Media Quotes of the Week: From yawning at the Leveson Inquiry to keeping your wig on

Lord Justice Leveson...not yawning

The Daily Mail's Quentin Letts at the Leveson Inquiry: "At 11 minutes past midday, Lord Justice Leveson yawned. Possibly my fault. About a minute earlier I had honked a big yawn. You know how it is. One sets off another and my neighbour, from The Times, followed with a real tonsil waggler. That was picked up by a man from The Guardian, who rubbed his sleepy eyes and rotated his neck. Beak Leveson was sitting opposite us, up on his little dais. It was only human but he at least had the decency to try to disguise it. He nibbled the air, just baring the front of his teeth.
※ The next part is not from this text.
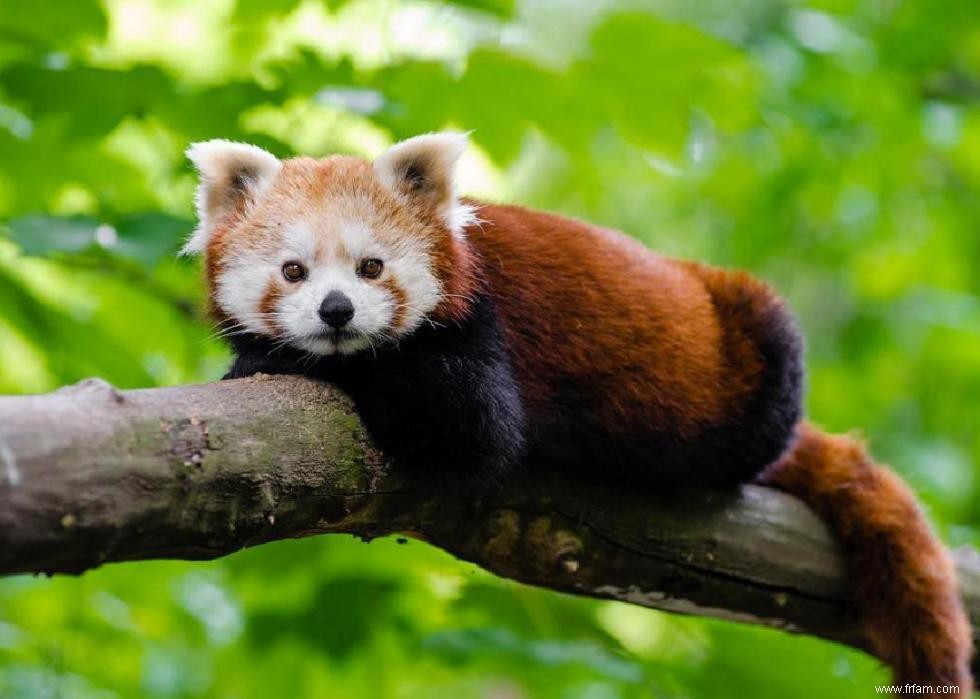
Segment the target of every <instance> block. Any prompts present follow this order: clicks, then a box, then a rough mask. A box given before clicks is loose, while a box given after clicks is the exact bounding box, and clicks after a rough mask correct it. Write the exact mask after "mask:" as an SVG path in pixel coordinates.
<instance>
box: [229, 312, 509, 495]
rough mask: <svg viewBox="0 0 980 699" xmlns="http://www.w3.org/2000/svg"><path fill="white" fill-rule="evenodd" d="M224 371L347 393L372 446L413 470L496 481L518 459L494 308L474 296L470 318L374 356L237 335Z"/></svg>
mask: <svg viewBox="0 0 980 699" xmlns="http://www.w3.org/2000/svg"><path fill="white" fill-rule="evenodd" d="M235 349H236V351H237V357H236V359H235V362H234V364H233V365H232V367H231V370H230V371H229V372H228V374H227V375H226V378H236V377H241V376H248V375H251V374H254V373H257V372H265V373H277V374H282V373H294V374H304V375H307V376H310V377H312V378H315V379H319V380H322V381H328V382H330V383H333V384H335V385H336V386H338V387H339V388H340V389H342V390H343V391H345V392H346V393H348V394H349V395H350V396H351V398H352V399H353V401H354V404H355V406H356V407H357V410H358V413H359V415H360V416H361V419H362V420H363V422H364V424H365V426H366V427H367V429H368V431H369V432H370V433H371V436H372V437H373V439H374V440H375V442H377V444H378V446H379V447H380V448H381V449H382V450H383V451H384V452H385V453H386V454H388V455H389V456H390V457H392V458H394V459H395V460H396V461H398V462H399V463H402V464H405V465H406V466H407V467H409V468H413V469H425V470H427V471H430V472H431V471H433V470H436V471H446V475H447V476H448V477H449V478H451V479H452V480H454V481H457V482H468V483H493V482H497V481H499V480H501V479H502V478H503V477H504V476H506V474H507V473H509V472H511V471H512V470H514V469H515V468H516V467H517V466H518V465H519V464H520V463H521V462H522V460H523V456H524V449H525V416H524V409H523V405H522V401H521V397H520V393H519V391H518V386H517V383H516V380H515V378H514V375H513V371H512V369H511V363H510V358H509V355H508V353H507V349H506V347H505V345H504V342H503V338H502V336H501V331H500V326H499V323H498V321H497V318H496V313H495V311H494V309H493V306H492V304H491V302H490V301H489V300H488V299H482V300H480V301H478V302H477V303H476V304H475V306H474V308H473V313H472V315H471V316H470V318H468V319H467V321H466V322H465V323H463V324H460V325H453V326H449V327H441V328H438V329H435V328H428V327H425V328H423V329H420V330H419V331H417V332H415V333H414V334H413V335H412V336H411V337H409V338H407V339H406V340H404V341H403V342H402V343H401V344H400V345H399V346H388V347H383V348H378V349H377V352H376V353H372V352H363V353H361V354H358V355H354V356H341V357H336V356H332V357H321V358H319V359H317V360H316V361H313V362H311V361H310V357H309V355H302V354H300V353H296V352H293V351H291V350H288V349H281V350H272V349H271V345H270V343H269V342H268V341H267V340H264V339H263V338H256V337H239V338H236V340H235Z"/></svg>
A ventriloquist’s yawn."

Nick Wood on Rebekah Brooks on MailOnline: "Most of us stick boringly to one party from one decade to the next. Mrs Brooks, central casting’s idea of the eternal courtesan, who would have been in her element in the 18th Century French Court, found it easy to transfer her affections from one Prime Minister to the next."

NUJ FoC Pete Lazenby on more job cuts by Johnston Press in Yorkshire: "Huge amounts of Johnston Press money are going straight into the pockets of the bankers at exorbitant rates of interest.
As usual Johnston Press turns to its workforce to pay the price for this debacle. We are paying with our jobs. Over a period of years the editorial workforce at the Yorkshire Post and Yorkshire Evening Post has fallen by half. Circulations are in steady decline. The sacking of staff will simply reduce the quality of our papers and hasten their decline."

Martin Ivens in the Sunday Times on Leveson: "An inquiry into how crime victims had their phones hacked by tabloid newspapers intending to profit from their private grief (and why the police failed to pursue the perpetrators with sufficient vigour) has morphed into chattering-class navel-gazing. Meanwhile, outside the courtroom, the European crisis threatens to overwhelm us."

Simon Kelner in the Guardian: "Rarely in the field of public inquisition has there been such a knowledge gap between the investigators and the investigated. The Leveson inquiry has devoted huge amounts of time – and public money – to establish facts that were obvious to anyone with a rudimentary understanding of the way newspapers work."

Peter Preston in the Observer: "You can go mad trying to define what Robert Jay QC calls "undue proximity" between politicians and journalists – or trying to regulate who sips cocktails with whom. But unless you're going to require journalists and bloggers to embrace such a pettifogging regime too, you're pottering down the blindest of alleys, regulating human nature until your wig falls off."